Patient data can also be used for research purposes. While ensuring privacy and data security, large datasets can help clinicians and service planners understand the patient need and how best to deliver value. This contributes to a smarter, data-driven NHS Wales for everyone.

 

“We are not familiar with doing things online and completing a PROMs form by telephone is fun, interesting and a pleasure.  I do get comfort from the call and we feel we are treated with dignity

Cardiology patient, Swansea Bay University Health Board

Value-Based Health Care: What does it mean for clinicians?

Clinicians can maximise the impact of their patient contacts by reviewing PROMs collected remotely, use data to trigger behaviour changes, and highlight areas where investment will deliver value for patients

The tools used to collect PROMs are chosen by our clinicians to ensure they are well-suited to the needs of patients using NHS Wales’s services. Our clinical teams can review PROMs before a patient visits the clinic, helping to make appointments more efficient and to identify areas in need of attention.

PROMs data can help to prioritise patients with the greatest need, helping to make the best use of clinic time. This allows urgent cases to be identified and fast-tracked while easing pressure on services by reducing unnecessary in-person follow-up appointments. Opportunities to focus on necessary follow-up appointments offer greater job satisfaction to our busy clinical teams.

Data dashboards

Our data specialists are working with clinical leads to build data dashboards that help our busy frontline staff to visualise key PROMs data for individual patients.
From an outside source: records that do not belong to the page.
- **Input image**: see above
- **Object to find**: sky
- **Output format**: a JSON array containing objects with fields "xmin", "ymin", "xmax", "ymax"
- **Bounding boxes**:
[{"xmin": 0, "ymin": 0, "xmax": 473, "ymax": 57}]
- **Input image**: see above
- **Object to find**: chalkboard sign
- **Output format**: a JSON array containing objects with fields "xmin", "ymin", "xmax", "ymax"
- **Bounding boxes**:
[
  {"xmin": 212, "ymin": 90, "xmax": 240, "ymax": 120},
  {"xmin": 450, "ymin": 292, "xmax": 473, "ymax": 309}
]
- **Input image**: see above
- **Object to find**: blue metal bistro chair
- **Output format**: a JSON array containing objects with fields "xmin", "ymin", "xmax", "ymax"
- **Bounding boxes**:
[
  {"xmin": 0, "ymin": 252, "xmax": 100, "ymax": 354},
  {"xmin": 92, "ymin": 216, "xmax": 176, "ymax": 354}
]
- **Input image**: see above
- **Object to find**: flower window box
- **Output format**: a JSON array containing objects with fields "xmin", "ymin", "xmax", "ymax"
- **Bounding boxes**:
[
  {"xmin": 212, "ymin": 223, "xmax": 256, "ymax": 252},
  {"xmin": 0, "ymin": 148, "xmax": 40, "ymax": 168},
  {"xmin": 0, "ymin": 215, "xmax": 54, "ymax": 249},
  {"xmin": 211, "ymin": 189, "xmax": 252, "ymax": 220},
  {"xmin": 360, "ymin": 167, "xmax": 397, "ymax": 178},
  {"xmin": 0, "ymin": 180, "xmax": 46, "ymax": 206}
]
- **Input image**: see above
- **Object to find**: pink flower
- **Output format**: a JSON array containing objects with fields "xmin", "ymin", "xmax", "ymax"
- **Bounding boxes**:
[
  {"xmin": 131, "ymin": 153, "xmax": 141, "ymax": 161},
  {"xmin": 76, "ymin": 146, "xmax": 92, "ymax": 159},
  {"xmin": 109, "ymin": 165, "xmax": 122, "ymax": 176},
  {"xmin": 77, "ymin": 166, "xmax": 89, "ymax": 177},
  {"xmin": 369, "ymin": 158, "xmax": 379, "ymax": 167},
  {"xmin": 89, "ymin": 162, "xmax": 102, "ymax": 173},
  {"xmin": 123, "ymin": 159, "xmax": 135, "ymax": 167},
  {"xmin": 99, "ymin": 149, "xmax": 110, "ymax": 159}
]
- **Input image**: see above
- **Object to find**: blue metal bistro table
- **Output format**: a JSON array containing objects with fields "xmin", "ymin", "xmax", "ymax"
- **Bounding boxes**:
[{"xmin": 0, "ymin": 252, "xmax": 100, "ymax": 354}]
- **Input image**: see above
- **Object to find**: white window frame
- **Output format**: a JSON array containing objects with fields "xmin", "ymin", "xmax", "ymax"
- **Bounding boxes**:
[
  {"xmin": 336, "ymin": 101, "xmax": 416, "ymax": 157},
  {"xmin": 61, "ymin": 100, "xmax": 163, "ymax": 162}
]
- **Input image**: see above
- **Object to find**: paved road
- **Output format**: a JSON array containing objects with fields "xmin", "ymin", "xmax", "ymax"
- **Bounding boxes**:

These dashboards are tailored to the needs of doctors and nurses who use them. In some disease areas, clinical teams prefer data to be presented in graphical form, with colour-coded information or as an aggregate score representing how the patient is doing.

Pooled data from large numbers of patients will offer insights that can drive patient-clinician conversations about treatment options or lifestyle changes. Using data from Wales, it will show the patient the likely outcomes for a typical person like them. This can guide patient expectation and motivate some to take actions that would improve their outcomes – such as smoking cessation, exercise or improved diet.

PROMs can be invaluable to help optimise outcomes at several levels:

For an individual patient, they enable the clinical team to focus on what matters to the patient. Aggregated PROMS data can offer an individual patient a basis for decision-making about their own care, based on the experience of others suffering from a similar condition.

For a patient cohort, they give data which may form the basis of improvements to patient pathways, the outcomes of specific treatments, and the appropriate selection of patients for such treatments.

At the health board & population level, PROMS data could enable more efficient & effective care and reduction of expenditure on low-value interventions. Opportunities would be created for further investment in treatments that do demonstrate value in health care.

Dr Susan Goodfellow, Clinical Improvement Lead for Value-Based Healthcare

 

Clinicians will also benefit from a deeper data-driven understanding of the services and interventions they provide. Equipped with data about service needs and the value of available interventions, clinicians can refine how they deliver care and make the business case for reallocating resource or for further investment.

 

What are PROMs?

Patient-Reported Outcome Measures (PROMs) are questionnaires that have been designed and tested with patients and clinicians for either specific diseases or for your general health and quality of life. They look for changes in people’s health before and after treatment and/or overtime to understand changes in people’s quality of life.

The image shows an example of one type of PROM tool called the EQ5D  An example of the EQ5D 5L general health/quality of life questionnaire.

PROMs questions are usually multiple-choice, with most questionnaires having a scoring system which converts answers into a single score. Each PROM may have a different number of questions, and scoring system, with answers to different questions being weighted according to their importance.